A noite é uma Arca de Noé ao avesso, da qual desembarcamos para nosso dilúvio. Ela nunca é fato consumado, é sempre véspera. Nos foi dada para vivermos a escuridão que nos habita, pecados que nos consomem, e jantar à luz de velas. Noite é confessionário e seu gozo é hóstia consagrada. A noite é dos pardos, mas convém lembrar que nem todos têm sete vidas.
Há noites que são breves cardumes; outras, se recusam a ter fim. Que a noite não passa de uma longa demora. Suave como neblina no céu, olhar de amor, anestesia geral; densa como rio de lava, mágoa de amor, ranhura no nervo. Noite é anonimato e anonimato nunca é bom conselheiro. Ela desce igual para todos, mas cada um tem a sua que noite é cardápio. Nele, todas as noites felizes são iguais; as tristes cada uma é a seu modo, porque costuma ser mal frequentada. Noite nunca é causa, é consequência.

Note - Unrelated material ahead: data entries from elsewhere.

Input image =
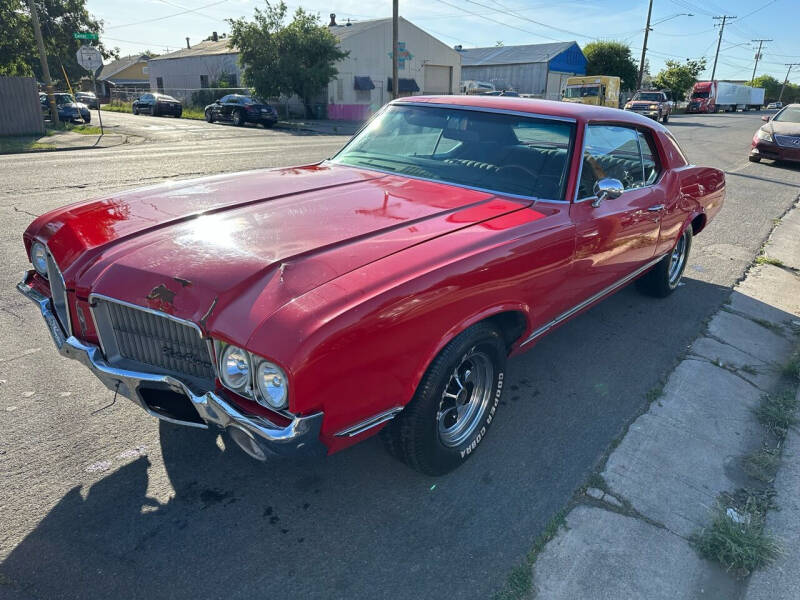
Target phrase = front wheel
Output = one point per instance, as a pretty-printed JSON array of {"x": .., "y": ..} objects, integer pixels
[
  {"x": 454, "y": 405},
  {"x": 664, "y": 278}
]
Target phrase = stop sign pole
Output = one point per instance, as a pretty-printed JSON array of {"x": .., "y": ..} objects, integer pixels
[{"x": 91, "y": 60}]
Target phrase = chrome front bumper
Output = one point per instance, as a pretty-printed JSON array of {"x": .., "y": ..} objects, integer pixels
[{"x": 300, "y": 437}]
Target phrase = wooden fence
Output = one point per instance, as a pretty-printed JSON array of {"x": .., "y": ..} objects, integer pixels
[{"x": 20, "y": 109}]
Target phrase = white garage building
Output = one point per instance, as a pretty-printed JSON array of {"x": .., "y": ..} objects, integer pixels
[{"x": 364, "y": 84}]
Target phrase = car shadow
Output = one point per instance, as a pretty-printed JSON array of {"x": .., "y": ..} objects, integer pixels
[{"x": 359, "y": 523}]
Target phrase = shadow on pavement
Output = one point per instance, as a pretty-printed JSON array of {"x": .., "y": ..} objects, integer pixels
[{"x": 360, "y": 524}]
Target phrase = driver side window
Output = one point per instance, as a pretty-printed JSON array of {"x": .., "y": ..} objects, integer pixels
[{"x": 610, "y": 152}]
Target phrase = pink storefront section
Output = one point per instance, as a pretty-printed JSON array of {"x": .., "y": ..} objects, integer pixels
[{"x": 349, "y": 112}]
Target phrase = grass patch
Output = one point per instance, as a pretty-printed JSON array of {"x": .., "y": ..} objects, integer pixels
[
  {"x": 116, "y": 107},
  {"x": 777, "y": 412},
  {"x": 520, "y": 580},
  {"x": 762, "y": 464},
  {"x": 768, "y": 260},
  {"x": 792, "y": 367},
  {"x": 742, "y": 546},
  {"x": 84, "y": 129}
]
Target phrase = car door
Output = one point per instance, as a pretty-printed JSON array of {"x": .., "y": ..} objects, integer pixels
[{"x": 615, "y": 237}]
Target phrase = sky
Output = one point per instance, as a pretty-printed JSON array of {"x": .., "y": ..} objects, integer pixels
[{"x": 163, "y": 25}]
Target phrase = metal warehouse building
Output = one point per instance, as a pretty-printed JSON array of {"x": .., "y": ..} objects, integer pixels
[
  {"x": 364, "y": 83},
  {"x": 540, "y": 69}
]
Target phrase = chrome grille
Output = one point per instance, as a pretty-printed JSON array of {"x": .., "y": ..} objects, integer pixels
[
  {"x": 788, "y": 141},
  {"x": 130, "y": 333},
  {"x": 59, "y": 293}
]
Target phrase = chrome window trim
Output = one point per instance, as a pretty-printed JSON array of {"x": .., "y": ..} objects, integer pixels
[
  {"x": 463, "y": 186},
  {"x": 644, "y": 187},
  {"x": 590, "y": 300}
]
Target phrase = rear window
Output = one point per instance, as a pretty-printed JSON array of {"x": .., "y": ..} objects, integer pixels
[{"x": 507, "y": 153}]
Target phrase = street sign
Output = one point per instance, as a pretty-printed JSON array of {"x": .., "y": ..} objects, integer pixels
[{"x": 89, "y": 58}]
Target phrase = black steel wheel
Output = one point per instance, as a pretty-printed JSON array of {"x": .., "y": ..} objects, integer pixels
[{"x": 454, "y": 405}]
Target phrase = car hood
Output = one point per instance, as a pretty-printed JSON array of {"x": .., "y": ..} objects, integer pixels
[
  {"x": 259, "y": 239},
  {"x": 785, "y": 128}
]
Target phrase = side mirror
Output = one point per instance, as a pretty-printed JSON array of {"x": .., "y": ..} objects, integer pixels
[{"x": 607, "y": 188}]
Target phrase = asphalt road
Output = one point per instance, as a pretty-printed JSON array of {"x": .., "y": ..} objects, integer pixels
[{"x": 98, "y": 500}]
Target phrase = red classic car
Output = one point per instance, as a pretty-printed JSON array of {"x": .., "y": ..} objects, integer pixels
[{"x": 305, "y": 309}]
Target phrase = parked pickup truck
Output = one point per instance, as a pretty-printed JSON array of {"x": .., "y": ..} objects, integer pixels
[{"x": 651, "y": 103}]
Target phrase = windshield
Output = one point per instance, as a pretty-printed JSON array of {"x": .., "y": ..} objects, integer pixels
[
  {"x": 790, "y": 114},
  {"x": 582, "y": 91},
  {"x": 64, "y": 98},
  {"x": 512, "y": 154}
]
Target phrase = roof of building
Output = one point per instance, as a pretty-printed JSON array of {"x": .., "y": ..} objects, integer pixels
[
  {"x": 120, "y": 65},
  {"x": 207, "y": 48},
  {"x": 346, "y": 30},
  {"x": 509, "y": 55}
]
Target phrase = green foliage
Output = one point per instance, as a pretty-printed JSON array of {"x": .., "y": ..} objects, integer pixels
[
  {"x": 612, "y": 58},
  {"x": 59, "y": 19},
  {"x": 679, "y": 77},
  {"x": 294, "y": 58}
]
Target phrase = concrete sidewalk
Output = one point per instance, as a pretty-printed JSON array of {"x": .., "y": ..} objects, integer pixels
[{"x": 628, "y": 536}]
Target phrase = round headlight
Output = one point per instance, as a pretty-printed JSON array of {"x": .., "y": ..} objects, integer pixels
[
  {"x": 272, "y": 385},
  {"x": 39, "y": 258},
  {"x": 234, "y": 368}
]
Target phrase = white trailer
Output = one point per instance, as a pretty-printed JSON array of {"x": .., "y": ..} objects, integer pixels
[{"x": 756, "y": 99}]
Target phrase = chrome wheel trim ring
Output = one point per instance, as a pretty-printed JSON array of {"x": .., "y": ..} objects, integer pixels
[
  {"x": 465, "y": 398},
  {"x": 676, "y": 261}
]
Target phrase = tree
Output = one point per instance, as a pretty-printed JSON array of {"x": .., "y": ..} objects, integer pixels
[
  {"x": 298, "y": 58},
  {"x": 611, "y": 58},
  {"x": 679, "y": 77},
  {"x": 59, "y": 20}
]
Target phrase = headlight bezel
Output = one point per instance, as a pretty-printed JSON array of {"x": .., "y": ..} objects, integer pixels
[
  {"x": 251, "y": 387},
  {"x": 40, "y": 269}
]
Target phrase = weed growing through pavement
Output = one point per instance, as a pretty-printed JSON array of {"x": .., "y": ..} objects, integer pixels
[
  {"x": 777, "y": 412},
  {"x": 768, "y": 260},
  {"x": 736, "y": 537},
  {"x": 520, "y": 580}
]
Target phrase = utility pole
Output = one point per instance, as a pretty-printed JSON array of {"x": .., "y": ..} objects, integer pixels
[
  {"x": 48, "y": 84},
  {"x": 644, "y": 46},
  {"x": 758, "y": 56},
  {"x": 395, "y": 47},
  {"x": 785, "y": 81},
  {"x": 724, "y": 18}
]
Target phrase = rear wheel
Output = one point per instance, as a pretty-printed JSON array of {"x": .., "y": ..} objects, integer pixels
[
  {"x": 664, "y": 278},
  {"x": 454, "y": 404}
]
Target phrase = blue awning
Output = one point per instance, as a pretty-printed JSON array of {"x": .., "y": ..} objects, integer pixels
[
  {"x": 406, "y": 85},
  {"x": 363, "y": 83}
]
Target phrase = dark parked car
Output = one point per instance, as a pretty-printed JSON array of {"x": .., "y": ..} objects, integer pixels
[
  {"x": 69, "y": 111},
  {"x": 779, "y": 138},
  {"x": 157, "y": 105},
  {"x": 240, "y": 109},
  {"x": 88, "y": 98}
]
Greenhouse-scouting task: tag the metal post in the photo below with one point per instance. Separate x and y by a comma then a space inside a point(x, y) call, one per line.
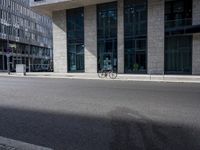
point(8, 45)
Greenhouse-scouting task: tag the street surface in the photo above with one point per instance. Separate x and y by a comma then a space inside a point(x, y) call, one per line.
point(69, 114)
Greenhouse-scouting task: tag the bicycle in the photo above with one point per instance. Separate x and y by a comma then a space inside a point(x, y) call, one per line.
point(105, 73)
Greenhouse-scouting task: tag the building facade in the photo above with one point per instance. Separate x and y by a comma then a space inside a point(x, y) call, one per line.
point(25, 37)
point(129, 36)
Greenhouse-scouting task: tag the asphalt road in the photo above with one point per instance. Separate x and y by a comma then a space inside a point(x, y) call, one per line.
point(67, 114)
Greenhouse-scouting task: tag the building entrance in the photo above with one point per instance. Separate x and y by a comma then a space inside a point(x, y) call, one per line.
point(107, 36)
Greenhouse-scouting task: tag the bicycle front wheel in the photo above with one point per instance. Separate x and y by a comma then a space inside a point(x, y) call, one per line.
point(112, 75)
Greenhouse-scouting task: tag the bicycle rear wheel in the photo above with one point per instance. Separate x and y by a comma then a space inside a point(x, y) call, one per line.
point(112, 75)
point(101, 74)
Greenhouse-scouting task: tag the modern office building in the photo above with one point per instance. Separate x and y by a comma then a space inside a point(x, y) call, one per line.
point(130, 36)
point(25, 37)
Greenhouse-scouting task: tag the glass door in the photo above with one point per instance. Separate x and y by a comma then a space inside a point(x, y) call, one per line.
point(107, 36)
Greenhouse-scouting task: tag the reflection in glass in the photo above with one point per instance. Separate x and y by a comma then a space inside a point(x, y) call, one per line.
point(75, 39)
point(107, 36)
point(135, 34)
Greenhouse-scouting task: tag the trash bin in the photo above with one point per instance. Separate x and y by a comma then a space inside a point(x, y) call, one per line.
point(21, 69)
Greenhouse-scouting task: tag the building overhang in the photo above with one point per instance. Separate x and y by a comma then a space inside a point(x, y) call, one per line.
point(46, 7)
point(184, 30)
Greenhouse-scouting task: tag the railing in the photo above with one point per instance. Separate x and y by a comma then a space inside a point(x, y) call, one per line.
point(43, 2)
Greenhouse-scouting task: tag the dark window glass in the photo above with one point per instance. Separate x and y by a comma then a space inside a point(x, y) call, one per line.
point(75, 39)
point(178, 13)
point(107, 36)
point(135, 32)
point(178, 55)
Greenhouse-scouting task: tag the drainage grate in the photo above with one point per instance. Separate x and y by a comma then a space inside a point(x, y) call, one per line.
point(6, 147)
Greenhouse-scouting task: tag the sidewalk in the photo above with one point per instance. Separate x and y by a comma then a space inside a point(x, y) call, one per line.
point(121, 77)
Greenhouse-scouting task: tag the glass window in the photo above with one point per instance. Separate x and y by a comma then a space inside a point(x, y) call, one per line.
point(75, 39)
point(135, 34)
point(178, 55)
point(178, 13)
point(107, 36)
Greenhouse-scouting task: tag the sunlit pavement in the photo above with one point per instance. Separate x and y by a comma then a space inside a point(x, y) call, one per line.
point(71, 114)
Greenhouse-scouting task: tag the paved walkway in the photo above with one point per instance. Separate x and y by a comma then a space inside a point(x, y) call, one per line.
point(122, 77)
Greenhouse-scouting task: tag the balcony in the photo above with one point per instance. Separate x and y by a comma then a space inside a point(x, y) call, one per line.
point(48, 6)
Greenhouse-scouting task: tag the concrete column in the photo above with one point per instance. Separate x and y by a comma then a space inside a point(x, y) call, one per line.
point(120, 36)
point(90, 27)
point(156, 36)
point(60, 41)
point(196, 39)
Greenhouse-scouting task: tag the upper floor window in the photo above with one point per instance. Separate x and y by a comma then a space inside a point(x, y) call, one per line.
point(178, 13)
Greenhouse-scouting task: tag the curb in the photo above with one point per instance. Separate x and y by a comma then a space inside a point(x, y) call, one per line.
point(174, 79)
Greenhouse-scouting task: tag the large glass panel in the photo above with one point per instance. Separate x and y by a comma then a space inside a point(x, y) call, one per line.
point(178, 47)
point(75, 39)
point(178, 13)
point(135, 34)
point(107, 36)
point(178, 55)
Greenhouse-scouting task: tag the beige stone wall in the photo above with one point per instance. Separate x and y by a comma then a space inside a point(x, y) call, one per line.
point(120, 37)
point(59, 41)
point(156, 36)
point(90, 39)
point(196, 39)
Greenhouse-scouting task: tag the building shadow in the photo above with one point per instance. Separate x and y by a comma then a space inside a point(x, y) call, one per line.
point(121, 129)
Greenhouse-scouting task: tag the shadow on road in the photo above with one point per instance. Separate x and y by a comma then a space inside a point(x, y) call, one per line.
point(121, 129)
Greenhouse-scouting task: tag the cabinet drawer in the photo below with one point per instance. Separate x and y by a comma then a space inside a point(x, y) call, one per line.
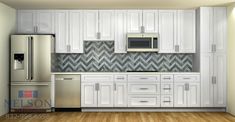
point(134, 88)
point(121, 78)
point(144, 101)
point(183, 78)
point(97, 78)
point(144, 78)
point(167, 88)
point(167, 78)
point(167, 101)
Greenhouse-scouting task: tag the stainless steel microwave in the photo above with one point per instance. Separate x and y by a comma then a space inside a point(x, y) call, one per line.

Nascemos sem noite para chamar de nossa, mas um dia ela nos alcança. E a primeira vez que faz noite quem amamos cede em outra boca. Por isso, noite tem duração, tem bainha, para não antecipar a morte- fim de quem vive, ou solidão- fim de quem ama. Que as pelejas da noite são puro visgo.
Noite é corpo suado, amor traído, sanduíche de trailer na madrugada. Embriaguez da alma, ressaca de bebida ruim, dor de cabeça de merda feita. A noite é uma luva de malfeitos. Noite é atentado; nós, vítimas. É saia curta, gole de cicuta, filho da puta. É festa de rua, dança colada, procura. Ou caça. Certeza de tontos, esperança de todos. Noite são poros abertos vazando desesperados pedidos de amor. É polinizar os desejos para engravidar a fertilidade do outro.
Noite não redime, catalisa. Não se oferece em pequenas porções. A noite é dose. Não olha para fora, mas para dentro. Sem indulto, alforria, da memória. A noite é fúria e som. Ela chora, vibra, grita, soluça, rosna, berra, urra, geme, pois disso é feito seu ofertório. É porção clandestina, taça de vinho, acordar arrependido de não dormir com vontade. A noite é debulhar grão a grão a vagem dos medos e risos para alimentar o estrangeiro que vem morar em nós todas as manhãs. Não é profecia, é vaticínio.
A noite é decote, delito, desatino. Ou navegar à deriva na mais tenra certeza que dormir abraçado aos filhos, depois de brincar, é ir ao parque de diversões de Deus e ser o Criador. Ela é soleira de casa, para onde voltamos quando o amor nos resgata do exílio e faz noite pela última vez.